Given the unprecedented size of current AI capex, a natural question is whether firms are over-investing. Historically, technological revolutions naturally induce systematic uncertainty and learning, generating apparent “bubbles” that can only be recognised after the fact. AI shows several features consistent with that pattern, such as low predictability and rapid diffusion. Even so, established, highly profitable firms almost never invest at this intensity in new general-purpose technology.

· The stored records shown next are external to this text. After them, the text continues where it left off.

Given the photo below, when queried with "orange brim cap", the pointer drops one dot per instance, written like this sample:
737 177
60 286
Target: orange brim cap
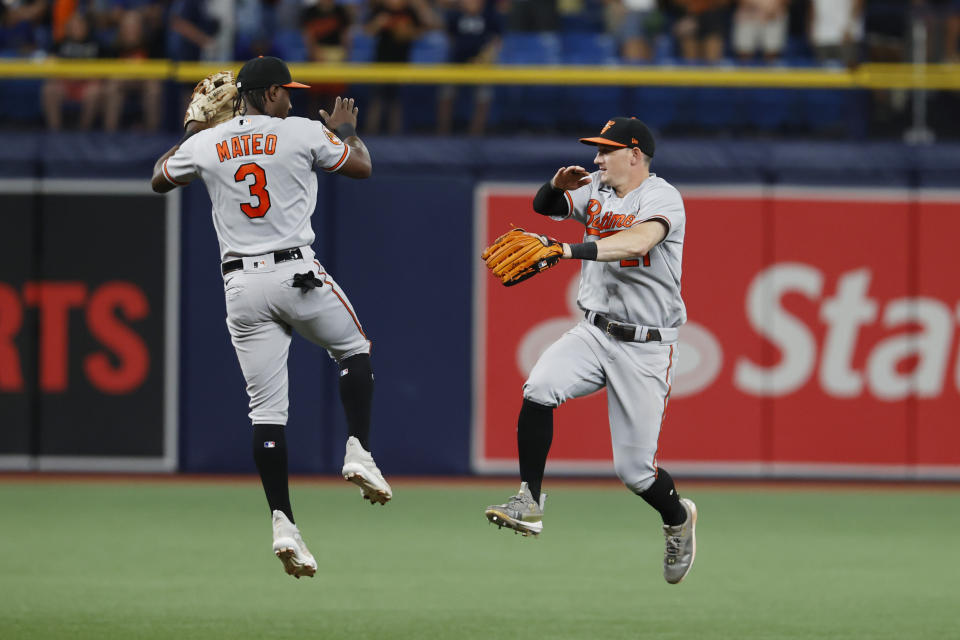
599 140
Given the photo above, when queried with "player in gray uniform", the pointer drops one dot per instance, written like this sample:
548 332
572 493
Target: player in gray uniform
627 342
259 169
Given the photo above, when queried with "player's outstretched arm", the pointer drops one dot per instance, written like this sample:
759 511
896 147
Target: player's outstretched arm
550 199
631 243
159 182
343 122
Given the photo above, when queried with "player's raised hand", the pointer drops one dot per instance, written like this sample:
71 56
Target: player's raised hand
343 113
570 178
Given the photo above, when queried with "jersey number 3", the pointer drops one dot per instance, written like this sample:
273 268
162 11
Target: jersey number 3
258 189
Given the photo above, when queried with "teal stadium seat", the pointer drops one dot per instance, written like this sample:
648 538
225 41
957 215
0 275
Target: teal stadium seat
584 103
535 107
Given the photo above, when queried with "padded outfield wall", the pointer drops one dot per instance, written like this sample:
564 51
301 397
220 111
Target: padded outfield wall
821 283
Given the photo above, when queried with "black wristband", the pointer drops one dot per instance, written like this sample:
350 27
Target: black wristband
584 251
345 131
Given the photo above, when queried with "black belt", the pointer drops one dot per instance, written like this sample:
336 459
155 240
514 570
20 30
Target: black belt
623 331
278 256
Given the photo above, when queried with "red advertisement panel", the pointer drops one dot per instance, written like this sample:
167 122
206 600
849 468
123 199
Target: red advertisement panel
937 438
820 341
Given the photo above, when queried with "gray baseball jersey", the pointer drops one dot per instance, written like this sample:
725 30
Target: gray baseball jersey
260 174
646 290
641 291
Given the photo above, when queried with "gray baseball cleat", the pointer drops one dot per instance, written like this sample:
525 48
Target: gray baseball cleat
681 545
360 469
290 548
520 513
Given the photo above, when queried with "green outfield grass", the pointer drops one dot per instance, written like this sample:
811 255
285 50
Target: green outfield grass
168 560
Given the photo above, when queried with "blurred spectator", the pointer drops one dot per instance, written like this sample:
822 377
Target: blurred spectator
395 24
473 31
77 42
107 15
938 18
635 24
532 15
760 25
887 29
255 27
192 29
836 28
131 44
326 27
20 22
701 29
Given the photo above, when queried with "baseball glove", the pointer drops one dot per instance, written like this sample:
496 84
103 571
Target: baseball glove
212 99
518 255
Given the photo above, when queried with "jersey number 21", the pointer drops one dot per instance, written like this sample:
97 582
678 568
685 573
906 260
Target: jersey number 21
258 189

Railroads in the 19th century were enormous national investments, but not typically undertaken by mature, profitable giants. The 1990s fiber-optic boom is the closest analogy, but even then, telecom incumbents invested a smaller fraction of revenue. The scale of today’s AI build-out is, in this sense, unprecedented.
One widely circulated critique is Harris Kupperman’s back-of-the-envelope calculation. He starts with an estimated $400 billion of AI-related capex in 2025. Using an assumption of 10-year economic life for data-center assets, he derives $40 billion (= 400 / 10) in annual costs from depreciation. This is a generous assumption. For context, consider that estimates of chip life fall in the three-six years range in debates about GPU obsolescence. Even so, those costs are roughly double current AI-related revenues, estimated around $15–20 billion. Even assuming a generous 25% gross margin, break-even requires scaling AI revenues to $160 billion per year. To generate a solid return on invested capital, revenue would need to reach $400–500 billion. And that is just for one year’s investment. If 2026 capex matches or exceeds 2025 levels, as many expect, the implied future revenue runs into the trillions.
On the other side of the debate is the “infinite demand for compute” view. JPMorgan recently projected $5 trillion in global AI-infrastructure spending over the next five years, arguing that demand for computing power remains “astronomical.” The bank appears to be backing its conviction through financing: it is reported to be arranging or participating in several multibillion-dollar data-centre financing deals (including a $38 billion package for Oracle). In addition, physical constraints such as electricity, water, and data infrastructure, supply chain bottlenecks, and zoning may naturally limit overbuilding. These constraints could mean that even if current investments overshoot optimal levels, the error may be capped simply because building overcapacity is physically hard.
What conclusions can we draw?
AI-infrastructure investments are large, speculative, and, by historical standards, unprecedented for firms of this size. They carry significant execution risk. Yet the firms undertaking them are exceptionally well capitalised, generally well managed, and operating under physical and regulatory constraints that may help prevent catastrophic overinvestment. It is plausible that tech firms are priced highly despite investor skepticism about their AI capital spending—rather than because the market has fully embraced it.
Advice for investors
Whether valuations reflect AI optimism or broader macro forces, investors should not rush to take a short position against the tech index, or the broader stock index. Risk assets everywhere are priced richly; the AI sector is not an outlier. As always, it is recommended to evaluate firms on a case-by-case basis. If you are really worried about the bubble burst scenario, diversify. If the author’s Dot-com-era investment mentioned earlier had gone into an S&P 500 index fund rather than a single speculative stock, it would now be up about 400%—meaning an almost 7% annualised return despite buying at the worst possible moment. And for even more diversification, consider a broader index, including Chinese or emerging-market equities.
Advice for policymakers
This is largely an equity-financed boom, which limits systemic risk. Equity-financed technology booms can contribute positively to long-run innovation, even if valuations eventually correct. That said, if JPMorgan’s projections are right, a non-trivial wave of debt-financed infrastructure investment—perhaps on the order of $1.5 trillion—could follow, which warrants careful monitoring.
Mattia Landoni is Associate Professor of Finance at CEIBS. Renxuan Wang is Assistant Professor of Finance at CEIBS.